Comparative summary of GBS-SNP-CROP v.4.0 performance, based on a set of simulated data from GBS-Pacecar Note: In total, 25 000 SNPs and 10 000 indels were simulated across a genomic space of 100 000 GBS fragments. A total of 60 002 165 single-end reads were simulated for a population of 25 individuals (average of 2.4 million reads per genotype), with a sequencing error rate of 1.1%. See Supplementary Table S1 for more details UNEAK = TASSEL-UNEAK; GSC = GBS-SNP-CROP. The number of genotypes used for mock reference (MR) assembly. Computation time (minutes) required to run the full analysis on a Unix workstation with 16 GB RAM and a 2.6 GHz Dual Intel processor. Number of variants called by a pipeline (Note: a total of 35 000 variants were simulated, consisting of 25 000 SNPs and 10 000 indels). Percentage of called variants that could not be validated (false positives). Percentage of true, simulated variants that were not detected by the pipeline.

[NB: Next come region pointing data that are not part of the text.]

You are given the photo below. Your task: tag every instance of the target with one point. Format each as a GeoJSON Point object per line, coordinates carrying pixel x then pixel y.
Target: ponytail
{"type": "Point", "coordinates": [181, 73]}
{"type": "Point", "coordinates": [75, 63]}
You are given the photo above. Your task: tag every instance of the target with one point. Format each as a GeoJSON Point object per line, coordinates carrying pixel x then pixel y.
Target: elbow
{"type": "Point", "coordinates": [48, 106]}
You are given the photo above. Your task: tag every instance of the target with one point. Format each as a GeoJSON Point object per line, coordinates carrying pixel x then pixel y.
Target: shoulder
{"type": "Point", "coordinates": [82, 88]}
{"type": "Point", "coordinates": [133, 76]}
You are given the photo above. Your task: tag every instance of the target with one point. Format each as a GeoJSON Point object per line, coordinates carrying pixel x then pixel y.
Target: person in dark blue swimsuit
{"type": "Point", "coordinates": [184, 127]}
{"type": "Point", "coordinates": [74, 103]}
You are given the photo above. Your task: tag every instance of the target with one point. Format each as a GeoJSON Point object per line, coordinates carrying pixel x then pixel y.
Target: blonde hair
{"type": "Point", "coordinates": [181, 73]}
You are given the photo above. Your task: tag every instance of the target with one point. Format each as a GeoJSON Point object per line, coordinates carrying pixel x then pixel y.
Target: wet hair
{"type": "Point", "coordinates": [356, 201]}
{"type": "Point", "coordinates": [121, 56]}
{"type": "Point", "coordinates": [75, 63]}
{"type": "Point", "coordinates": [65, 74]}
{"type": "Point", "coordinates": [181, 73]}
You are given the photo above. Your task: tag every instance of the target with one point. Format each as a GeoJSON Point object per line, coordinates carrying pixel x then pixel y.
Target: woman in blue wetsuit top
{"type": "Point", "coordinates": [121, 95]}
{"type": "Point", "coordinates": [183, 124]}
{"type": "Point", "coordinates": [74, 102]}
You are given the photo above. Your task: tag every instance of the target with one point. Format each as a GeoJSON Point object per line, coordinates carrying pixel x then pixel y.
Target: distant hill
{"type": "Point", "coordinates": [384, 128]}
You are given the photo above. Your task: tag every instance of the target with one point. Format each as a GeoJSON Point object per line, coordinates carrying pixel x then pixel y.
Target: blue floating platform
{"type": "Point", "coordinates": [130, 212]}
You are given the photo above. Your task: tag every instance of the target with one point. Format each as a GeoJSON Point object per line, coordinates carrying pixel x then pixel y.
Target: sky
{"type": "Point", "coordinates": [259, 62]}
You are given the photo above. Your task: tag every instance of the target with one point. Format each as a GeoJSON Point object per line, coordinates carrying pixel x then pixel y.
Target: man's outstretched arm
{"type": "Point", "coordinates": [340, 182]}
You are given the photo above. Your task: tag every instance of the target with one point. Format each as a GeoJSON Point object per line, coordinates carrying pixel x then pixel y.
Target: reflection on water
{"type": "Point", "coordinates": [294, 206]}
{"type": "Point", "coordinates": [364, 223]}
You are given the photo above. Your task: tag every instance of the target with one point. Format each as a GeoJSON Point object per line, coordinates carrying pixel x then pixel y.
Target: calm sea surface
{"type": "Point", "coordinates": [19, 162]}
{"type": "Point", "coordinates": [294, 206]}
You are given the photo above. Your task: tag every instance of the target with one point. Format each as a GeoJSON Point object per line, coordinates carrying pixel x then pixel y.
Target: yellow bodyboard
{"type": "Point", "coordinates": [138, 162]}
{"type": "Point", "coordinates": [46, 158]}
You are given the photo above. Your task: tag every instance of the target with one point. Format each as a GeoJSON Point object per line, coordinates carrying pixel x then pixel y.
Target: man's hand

Overall accuracy: 100 * [number of validated variants/(total number of simulated variants + number of non-validated variants)]. Because of its superior speed and clustering capabilities, including fewer ‘missed’ alignments and chimeric centroids, Vsearch (Rognes ) is now called by GBS-SNP-CROP rather than Usearch (Edgar, 2010) for MR construction (Step 4). While this change effectively lifts Usearch's 4 GB data input limit, pipeline evaluation under a range of data usage scenarios indicates that overall performance generally does not improve, and in some cases dramatically declines, when more data are used for MR construction. Using reads from the single most read-abundant genotype for MR assembly, rather than using all available (population-wide) data, remains the recommended practice, regardless of Vsearch's ability to handle more data (Table 1).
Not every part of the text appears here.